Looking to extend the human healthspan, BioAge raised $90 million in an oversubscribed Series C. The company is at the forefront of understanding the biological drivers of aging with its unique and cutting-edge systems biology platform. A supporting pipeline has medicines to target these key pathways to reverse or eradicate disease and extend the years of healthy life remaining. BioAge is on the cusp of taking pilot therapies BGE-117 and BGE-175 into clinical trials, targeting the first half of 2021. According to a press release, proceeds from the financing will be used to build and develop a diversified portfolio of therapies that increase healthspan and lifespan, augment BioAge’s artificial intelligence (AI)-driven approach to map the molecular pathways that impact human longevity, and further expand capabilities to test drug candidates in predictive models of human diseases of aging.
Remix Therapeutics
Laying down a new track for RNA processing, Remix launched with $81 million in financing. Funds will be used to support development of the REMaster technology platform and advance the company’s pipeline of RNA processing targeted therapeutics as well. “As we reach the limits of what is easily druggable with protein targeting therapies, reprogramming RNA processing represents an exciting new therapeutic opportunity. We believe we can precisely target the cellular complexes that process RNA to address the underlying drivers of disease, working upstream of protein expression,” said Pete Smith, Ph.D., co-founder, president and CSO of Remix Therapeutics and Atlas Venture Entrepreneur in Residence.

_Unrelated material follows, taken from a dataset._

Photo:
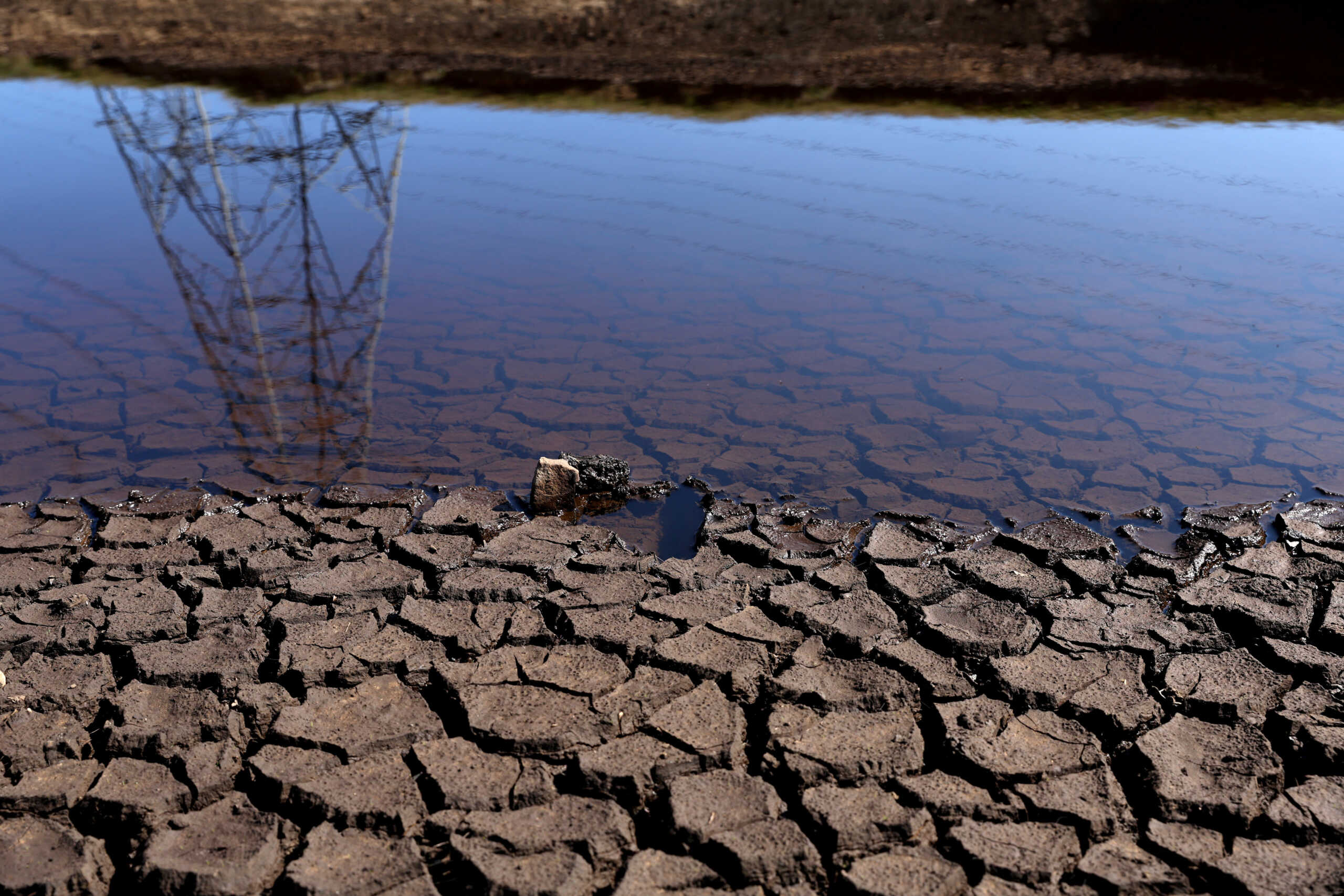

Pear picked a sweet deal this week with an $80 million series D backed by Temasek, 5am Ventures, Novartis and quite a few more. Combining biology and technology, the company specializes in Prescription Digital Therapeutics (PDTs), a new therapeutic class that treats serious disease alone or with drugs using software. Pear’s reSET, reSET-O and Somryst are the first PDTs to receive FDA approval for treating disease. The products are used to treat substance use disorder, opioid use disorders and chronic insomnia, respectively. Series D funds will be used to accelerate reimbursement coverage for its three commercial products.
Noema Pharma
Co-founded by the former VP of neuroscience for Roche, Noema Pharma raised $59 million in a Series A round. With an intent to develop treatment for rare neurological disease where existing therapies have not shown much success, the company has licensed four clinical stage assets from Roche. The Roche-assets are aimed at seizures in tuberous sclerosis complex (TSC), trigeminal neuralgia, Tourette syndrome and other rare neurological disorders. Already having been in clinical studies at Roche, all four candidates have strong clinical and preclinical safety packages. This should allow Noema to quickly pursue a series of clinical programs in orphan central nervous system (CNS) indications.